The most recent interest rate hike by the Fed shows no sign of slowing down the economy or worrying ...
The most recent interest rate hike by the Fed shows no sign of slowing down the economy or worrying the market.
Two weeks ago, the Fed funds target interest rate went up by 0.25% to 5.75%. Since last June there have now been five 0.25% increases.
The minutes of the Fed's policy-making Open Market Committee reveal that many members had favoured a rise of 0.5%, suggesting that the lower rate will not be enough to damp down the robust US economy, now in a record-breaking ninth year of expansion.
Tom Walker, head of the Americas team at Martin Currie, is confident Fed chairman Alan Greenspan will continue to raise rates gradually to try and check the economy but is not going to go for aggressive increases because inflation remains low.
The consumer price index (excluding food and energy) is standing at 2.1%, and Walker thinks any aggressive rise would knock consumer confidence and spending, traditional drivers of the US economy.
He believes this means there will be further 25 basis point rises until growth is reduced to an annualised 3.5%.
Walker feels it will fall to 4.5% this year, down on the 6% annualised figure for the first quarter of 2000.
He says: "The stock market has greeted the rise in interest rates with something of a big 'so what'.
"The concern is that Greenspan might overdo it. The markets are nervous that he is going to cause the economy to slow down too much."
Strong rate rises would be particularly negative for financials, utilities and the housing market, as these sectors traditionally have high debt levels and rely on consumer spending and confidence.
Walker thinks rates will have to reach 7% before there is a negative impact on the technology sector, something Greenspan is not going to let happen. So far, there is little evidence that the Fed's policy is slowing down the economy but David Currie, head of US equities at Edinburgh Fund Managers, is adamant the Fed does have a vital role to play.
The most recent rate rise was expected, hence the absence of immediate impact on the markets.
Like Walker, Currie fears Greenspan could increase rates too far, unwittingly damaging sectors such as raw materials and consumer cyclicals in an attempt to slow down the tech, media and telecoms sectors.
"It is a very real danger," he says. "If Greenspan goes too far to slow the economy down, then he could kill off some of the old economy which is very sensitive to rises in interest rates."
In any event, Currie predicts that investors could be moving away from interest rate sensitives towards growth sectors.
He says: "The new economy is going to continue to perform.

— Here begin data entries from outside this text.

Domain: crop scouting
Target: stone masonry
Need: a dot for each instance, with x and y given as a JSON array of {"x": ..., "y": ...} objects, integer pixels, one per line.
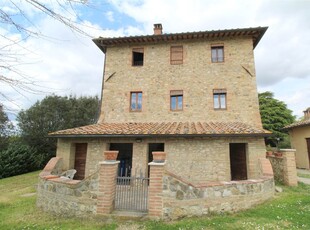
[{"x": 197, "y": 77}]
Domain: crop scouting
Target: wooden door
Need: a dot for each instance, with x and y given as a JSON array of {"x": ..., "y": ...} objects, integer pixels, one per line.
[
  {"x": 238, "y": 166},
  {"x": 308, "y": 147},
  {"x": 80, "y": 160}
]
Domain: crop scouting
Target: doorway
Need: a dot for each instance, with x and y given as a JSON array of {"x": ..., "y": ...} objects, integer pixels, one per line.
[
  {"x": 308, "y": 148},
  {"x": 125, "y": 158},
  {"x": 80, "y": 160},
  {"x": 154, "y": 147},
  {"x": 238, "y": 161}
]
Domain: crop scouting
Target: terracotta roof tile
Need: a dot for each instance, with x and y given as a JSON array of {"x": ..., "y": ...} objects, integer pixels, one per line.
[
  {"x": 163, "y": 128},
  {"x": 298, "y": 123}
]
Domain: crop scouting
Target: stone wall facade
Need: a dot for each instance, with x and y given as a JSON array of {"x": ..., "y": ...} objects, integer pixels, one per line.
[
  {"x": 197, "y": 76},
  {"x": 207, "y": 158},
  {"x": 169, "y": 195},
  {"x": 298, "y": 137},
  {"x": 67, "y": 197},
  {"x": 284, "y": 167},
  {"x": 181, "y": 199}
]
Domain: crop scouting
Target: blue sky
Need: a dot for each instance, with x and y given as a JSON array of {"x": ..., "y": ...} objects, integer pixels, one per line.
[{"x": 68, "y": 63}]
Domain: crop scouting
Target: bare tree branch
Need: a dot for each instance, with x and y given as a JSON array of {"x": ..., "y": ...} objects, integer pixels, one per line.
[{"x": 13, "y": 51}]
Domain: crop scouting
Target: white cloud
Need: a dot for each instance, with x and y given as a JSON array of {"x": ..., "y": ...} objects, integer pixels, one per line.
[
  {"x": 110, "y": 16},
  {"x": 73, "y": 64},
  {"x": 282, "y": 59}
]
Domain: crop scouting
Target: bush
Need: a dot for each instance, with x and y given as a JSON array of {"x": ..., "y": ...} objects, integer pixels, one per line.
[{"x": 17, "y": 159}]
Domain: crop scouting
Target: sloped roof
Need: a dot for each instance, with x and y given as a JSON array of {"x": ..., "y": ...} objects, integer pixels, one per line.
[
  {"x": 256, "y": 34},
  {"x": 163, "y": 129},
  {"x": 298, "y": 124}
]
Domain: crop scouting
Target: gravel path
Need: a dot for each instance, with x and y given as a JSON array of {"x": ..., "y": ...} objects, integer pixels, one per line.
[{"x": 301, "y": 179}]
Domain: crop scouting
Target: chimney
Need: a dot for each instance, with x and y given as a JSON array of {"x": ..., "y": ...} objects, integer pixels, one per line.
[
  {"x": 307, "y": 114},
  {"x": 158, "y": 29}
]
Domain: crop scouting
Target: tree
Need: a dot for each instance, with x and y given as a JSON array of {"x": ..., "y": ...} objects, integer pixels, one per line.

There is a very big structural revolution going on, and we are seeing massive sectoral growth which is not being affected by interest rates."

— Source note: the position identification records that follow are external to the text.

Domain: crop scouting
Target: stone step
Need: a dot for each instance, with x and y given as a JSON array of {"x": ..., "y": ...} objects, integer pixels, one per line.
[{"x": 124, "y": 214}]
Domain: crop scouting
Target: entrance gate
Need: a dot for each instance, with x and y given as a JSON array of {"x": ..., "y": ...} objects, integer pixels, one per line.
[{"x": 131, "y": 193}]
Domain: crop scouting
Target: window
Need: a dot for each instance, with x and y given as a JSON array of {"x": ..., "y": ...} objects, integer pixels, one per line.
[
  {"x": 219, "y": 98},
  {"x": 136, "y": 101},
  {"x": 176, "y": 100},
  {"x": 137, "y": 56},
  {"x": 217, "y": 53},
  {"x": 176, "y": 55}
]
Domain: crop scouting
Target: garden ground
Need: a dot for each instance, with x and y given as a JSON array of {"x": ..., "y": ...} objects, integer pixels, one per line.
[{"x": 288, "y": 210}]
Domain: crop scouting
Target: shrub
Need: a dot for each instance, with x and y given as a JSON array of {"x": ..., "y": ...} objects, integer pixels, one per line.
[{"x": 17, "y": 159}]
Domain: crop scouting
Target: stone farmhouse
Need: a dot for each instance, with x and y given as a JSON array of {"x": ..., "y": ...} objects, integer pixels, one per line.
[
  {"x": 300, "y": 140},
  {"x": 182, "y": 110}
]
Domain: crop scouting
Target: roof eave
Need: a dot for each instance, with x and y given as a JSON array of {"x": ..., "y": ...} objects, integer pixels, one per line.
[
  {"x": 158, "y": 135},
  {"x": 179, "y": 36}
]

Chris Bowie, investment manager at Murray Johnstone Asset Management and lead manager of the group's gilt, corporate bond and financials bond funds, believes that the 25 basis point rise was not enough.
He says the bond market has already priced in a further interest rate rise in May, and it expects others later in the year.
He adds that even though yields are currently low and the markets have had a good two months, Murray Johnstone views the bond market with caution.
He believes that there is a definite risk that a major event, such as an unexpected rise in inflation, a big shake-out in the economy, or a widening deficit in the current account, could impact on the market.